I currently run two separate Hubots with different adapters and environments:

  • Development: On my laptop I have a Hubot running with the terminal adapter. Basically it just spawns a shell that acts as chat directly with Hubot. It’s not easy to use, but it’s fast for testing without having to redeploy, just restart the server. This system has no memory (Redis database), just a brain (Node.js server).
  • Production: I have a shared chat room with some other DFIR types and we have a shared Hubot. This Hubot is deployed onto Heroku, a single dyno system, and has a RedisToGo memory.
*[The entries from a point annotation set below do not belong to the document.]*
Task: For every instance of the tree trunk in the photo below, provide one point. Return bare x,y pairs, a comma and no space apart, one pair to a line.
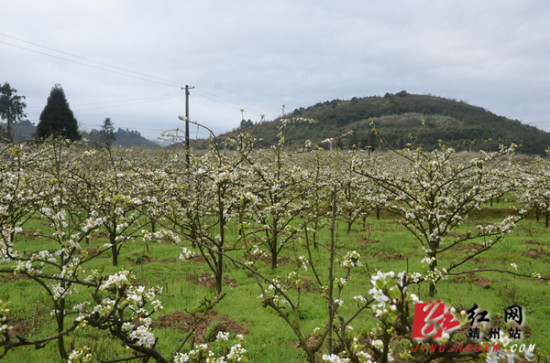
114,250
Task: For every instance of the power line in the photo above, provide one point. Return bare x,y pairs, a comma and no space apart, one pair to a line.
114,69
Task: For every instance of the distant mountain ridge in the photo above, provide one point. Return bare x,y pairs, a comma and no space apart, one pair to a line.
24,130
405,118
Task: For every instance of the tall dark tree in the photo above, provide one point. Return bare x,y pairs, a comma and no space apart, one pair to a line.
11,106
107,133
57,119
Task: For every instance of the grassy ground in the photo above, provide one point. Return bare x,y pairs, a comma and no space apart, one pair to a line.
387,246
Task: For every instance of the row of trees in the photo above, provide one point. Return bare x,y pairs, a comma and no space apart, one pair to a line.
274,198
56,119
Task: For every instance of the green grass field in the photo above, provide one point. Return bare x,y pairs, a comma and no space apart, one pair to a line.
386,246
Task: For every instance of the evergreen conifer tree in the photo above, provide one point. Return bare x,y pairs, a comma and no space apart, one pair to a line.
57,119
11,107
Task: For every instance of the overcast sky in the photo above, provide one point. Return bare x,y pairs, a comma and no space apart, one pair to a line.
128,60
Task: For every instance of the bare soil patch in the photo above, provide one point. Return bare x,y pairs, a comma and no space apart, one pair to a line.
209,280
388,255
535,253
184,322
532,242
19,327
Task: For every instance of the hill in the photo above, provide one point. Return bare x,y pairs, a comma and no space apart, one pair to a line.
124,137
24,130
405,118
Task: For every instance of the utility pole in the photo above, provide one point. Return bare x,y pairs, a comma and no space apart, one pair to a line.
187,148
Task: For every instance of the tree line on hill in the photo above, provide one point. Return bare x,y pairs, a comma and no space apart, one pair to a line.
57,120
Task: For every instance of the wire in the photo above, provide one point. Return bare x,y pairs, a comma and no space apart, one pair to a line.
116,70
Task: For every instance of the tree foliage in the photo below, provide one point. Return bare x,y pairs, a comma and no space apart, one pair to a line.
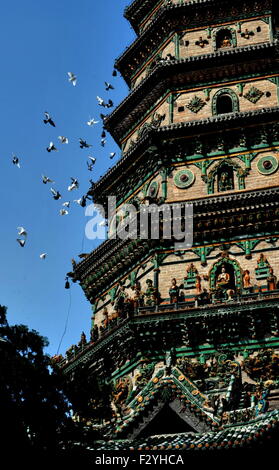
33,405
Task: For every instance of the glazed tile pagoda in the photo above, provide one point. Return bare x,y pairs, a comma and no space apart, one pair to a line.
184,349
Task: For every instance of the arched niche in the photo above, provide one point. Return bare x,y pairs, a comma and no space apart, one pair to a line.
224,37
226,176
232,268
225,101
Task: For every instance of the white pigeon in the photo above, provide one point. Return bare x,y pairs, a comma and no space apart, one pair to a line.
16,161
51,147
21,242
46,179
72,78
101,102
108,86
63,140
22,231
74,185
56,194
91,122
81,201
63,212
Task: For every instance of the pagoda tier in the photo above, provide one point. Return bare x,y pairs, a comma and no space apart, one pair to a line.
184,338
178,27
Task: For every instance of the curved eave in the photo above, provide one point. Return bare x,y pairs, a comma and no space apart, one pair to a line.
183,129
180,72
168,18
210,205
137,10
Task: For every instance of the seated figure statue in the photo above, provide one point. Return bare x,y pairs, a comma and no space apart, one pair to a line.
223,279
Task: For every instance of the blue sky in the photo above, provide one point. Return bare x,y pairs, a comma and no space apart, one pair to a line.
40,42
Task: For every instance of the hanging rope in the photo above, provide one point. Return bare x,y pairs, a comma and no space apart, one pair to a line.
67,320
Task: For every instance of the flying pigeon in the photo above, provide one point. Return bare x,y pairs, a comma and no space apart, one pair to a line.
63,212
21,242
22,231
81,201
91,122
84,144
51,147
72,78
108,86
63,140
74,185
56,194
48,119
16,161
90,166
46,179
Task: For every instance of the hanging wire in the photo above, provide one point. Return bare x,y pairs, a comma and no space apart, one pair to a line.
67,320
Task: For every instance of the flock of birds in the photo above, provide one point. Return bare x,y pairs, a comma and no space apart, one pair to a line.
74,183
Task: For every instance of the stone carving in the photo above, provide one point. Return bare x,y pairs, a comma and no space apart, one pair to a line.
196,104
174,292
253,95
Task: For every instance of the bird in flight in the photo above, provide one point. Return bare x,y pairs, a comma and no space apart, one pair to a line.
101,102
84,144
91,122
46,179
51,147
63,212
16,161
81,201
56,194
63,140
108,86
48,119
22,232
74,184
72,78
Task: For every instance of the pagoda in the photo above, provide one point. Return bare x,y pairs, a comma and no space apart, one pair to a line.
184,343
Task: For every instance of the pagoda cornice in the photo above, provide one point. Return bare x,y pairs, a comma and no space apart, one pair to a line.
172,17
131,327
171,74
104,186
138,9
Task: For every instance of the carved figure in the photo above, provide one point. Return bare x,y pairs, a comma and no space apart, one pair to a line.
271,280
174,292
223,279
226,42
246,279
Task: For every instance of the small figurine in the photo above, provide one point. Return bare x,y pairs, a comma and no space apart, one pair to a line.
174,292
271,280
226,42
246,280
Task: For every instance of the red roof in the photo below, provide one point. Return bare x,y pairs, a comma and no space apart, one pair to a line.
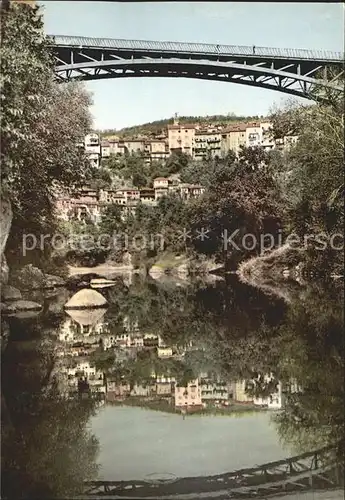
176,127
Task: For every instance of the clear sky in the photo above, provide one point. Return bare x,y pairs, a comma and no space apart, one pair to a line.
131,101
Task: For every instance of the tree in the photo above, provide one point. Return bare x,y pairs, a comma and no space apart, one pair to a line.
111,220
42,124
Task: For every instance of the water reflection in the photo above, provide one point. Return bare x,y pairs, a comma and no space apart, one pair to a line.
214,350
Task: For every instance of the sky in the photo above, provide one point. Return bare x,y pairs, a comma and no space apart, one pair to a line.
125,102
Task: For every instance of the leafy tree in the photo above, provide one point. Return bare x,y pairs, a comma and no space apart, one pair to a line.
42,124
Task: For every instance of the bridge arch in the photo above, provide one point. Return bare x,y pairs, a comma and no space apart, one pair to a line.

We use Slack as our chat server, we it, and their Hubot integration is excellent. This is actually a pretty ideal setup, and definitely what I’d recommend for a first deploy.

Things to Build

Take a look at “The List”. There are endless possibilities, new modules, new integrations. My current goals revolve around Yara, including automating signature generation. That said make this what will help you, and pull requests are always welcome.